Add the tracks, and you’ve given anger direction. The (charging locomotive) + (tracks) carry passengers across vast distances, reunite families and bring vital supplies to far-off places. Without the tracks, all this good wouldn’t be possible. Without the locomotive, it wouldn't be possible either.
In my analysis, rage is to be avoided and anger to be understood better.
Regarding anger, I feel it needs to be harnessed / put on tracks / transformed in order to be useful / deployed effectively. Like venom from a snake, one needs to rid it of its poisonous attributes and learn to use what remains.
Once the rage passes, I find that I can isolate anger and use various tools thereafter to transform it. My favourites - waiting and chanting. I wait for the rage to pass and then chant for the latent Buddhahood to become my anger-locomotive’s tracks.
Too esoteric? If so, apologies.
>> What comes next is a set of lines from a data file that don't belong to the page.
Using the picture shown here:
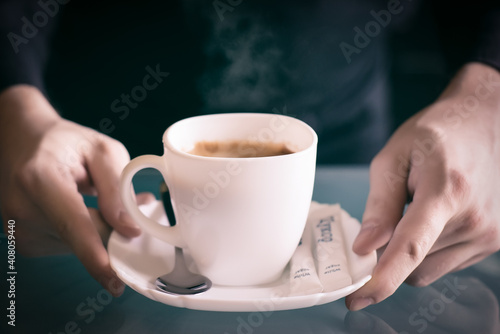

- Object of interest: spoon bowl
[156,247,212,295]
[155,182,212,295]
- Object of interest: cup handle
[120,155,185,248]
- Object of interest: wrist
[438,62,500,107]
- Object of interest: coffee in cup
[120,113,317,286]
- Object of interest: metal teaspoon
[156,182,212,295]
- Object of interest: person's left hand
[346,63,500,310]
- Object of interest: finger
[405,243,477,287]
[88,208,112,247]
[27,171,124,296]
[346,196,450,310]
[353,151,407,254]
[87,139,141,237]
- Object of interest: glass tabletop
[0,166,500,334]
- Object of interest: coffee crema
[188,140,294,158]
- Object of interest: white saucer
[108,202,377,312]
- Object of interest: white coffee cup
[121,113,318,286]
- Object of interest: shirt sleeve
[432,0,500,72]
[0,0,61,92]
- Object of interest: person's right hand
[0,85,150,296]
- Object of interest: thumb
[353,147,409,254]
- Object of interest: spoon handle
[160,181,176,226]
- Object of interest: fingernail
[345,311,375,333]
[349,297,375,311]
[353,222,375,249]
[105,277,125,297]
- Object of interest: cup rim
[162,113,318,161]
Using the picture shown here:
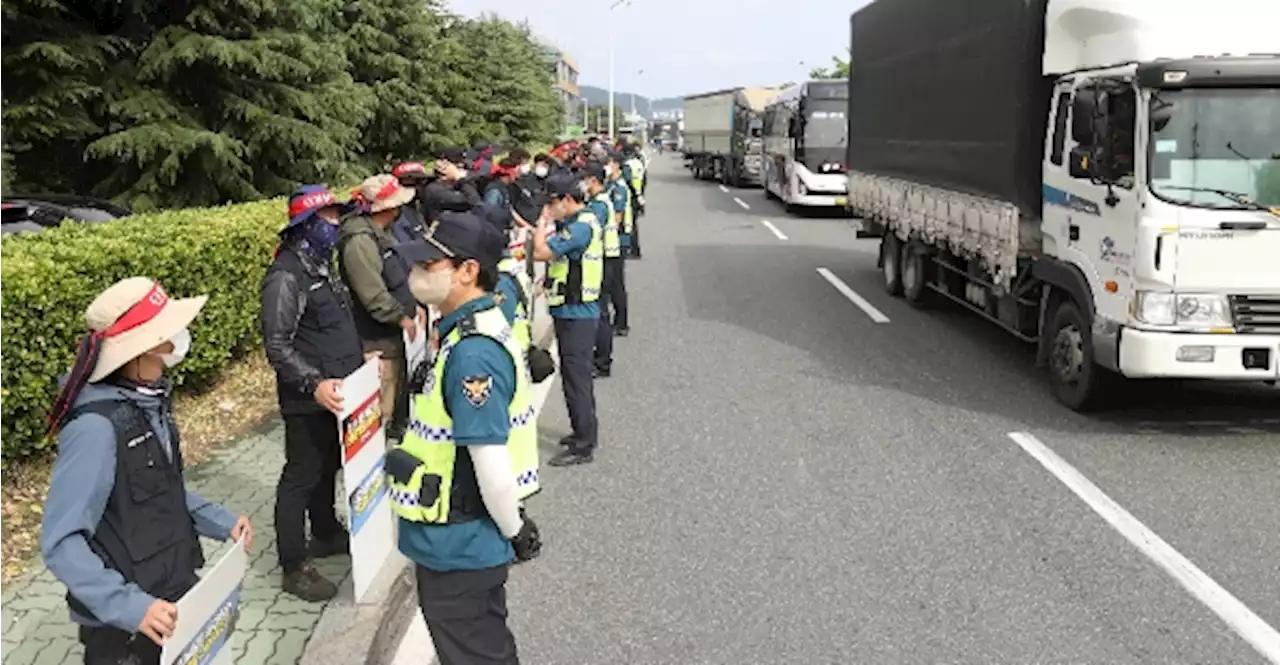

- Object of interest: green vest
[385,307,539,524]
[595,188,622,258]
[547,208,604,307]
[498,257,534,353]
I trust you to allow me one of these posts now and then!
That’s why I love you, dear Yet Untitler!
Still want to throw something at me for lobbing esoterica at you? Do it via a comment!
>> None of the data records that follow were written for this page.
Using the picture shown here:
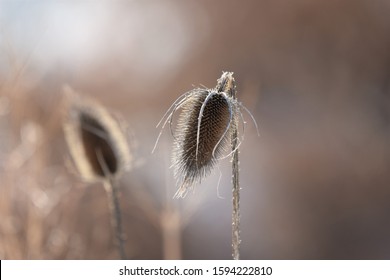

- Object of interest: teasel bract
[172,72,240,197]
[63,86,131,259]
[153,72,257,259]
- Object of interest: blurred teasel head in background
[63,85,131,182]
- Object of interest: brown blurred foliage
[0,0,390,259]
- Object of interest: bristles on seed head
[172,85,239,197]
[63,86,131,181]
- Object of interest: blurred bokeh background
[0,0,390,259]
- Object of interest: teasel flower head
[157,72,241,198]
[63,86,131,182]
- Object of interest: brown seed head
[64,87,130,181]
[172,72,239,197]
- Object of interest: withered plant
[64,86,130,259]
[156,72,258,259]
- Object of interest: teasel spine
[216,72,241,260]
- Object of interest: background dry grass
[0,0,390,259]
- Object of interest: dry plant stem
[232,129,241,260]
[104,178,127,260]
[228,77,241,260]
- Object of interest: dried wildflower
[153,72,257,259]
[64,87,130,259]
[64,87,130,181]
[172,74,239,197]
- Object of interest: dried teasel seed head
[63,86,131,181]
[172,72,240,197]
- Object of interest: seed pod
[172,72,240,197]
[64,87,130,181]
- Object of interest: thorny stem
[104,178,127,260]
[232,128,241,260]
[216,72,241,260]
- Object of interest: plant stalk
[104,178,127,260]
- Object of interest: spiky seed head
[63,86,131,181]
[172,72,239,197]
Lateral Thought - Not being there
As touched upon above, anger can make us check out from ourselves for a spell. No longer present within ourselves - discretion not operating, or operating with a different set of rules - could have some undesirable outcomes.
I made a film with my daughter Aahana about not being present in another context - drowsiness. It leads to more entertaining outcomes than disastrous!
Hope you enjoy it!
While thinking about ‘not being there’, you may also be interested in one of my previous posts, titled “Being There”.
I’ll end here. See you next week.
Before you go - are there interesting ways in which you’ve used your anger?
Tell me. I want to know!
Lol to the video! Funny I’ve been reading a book where it’s the anger that finally “wakes up” women who are being oppressed and they turn into dragons who then make the world a better place. Anger has a holy place too, it’s all about context!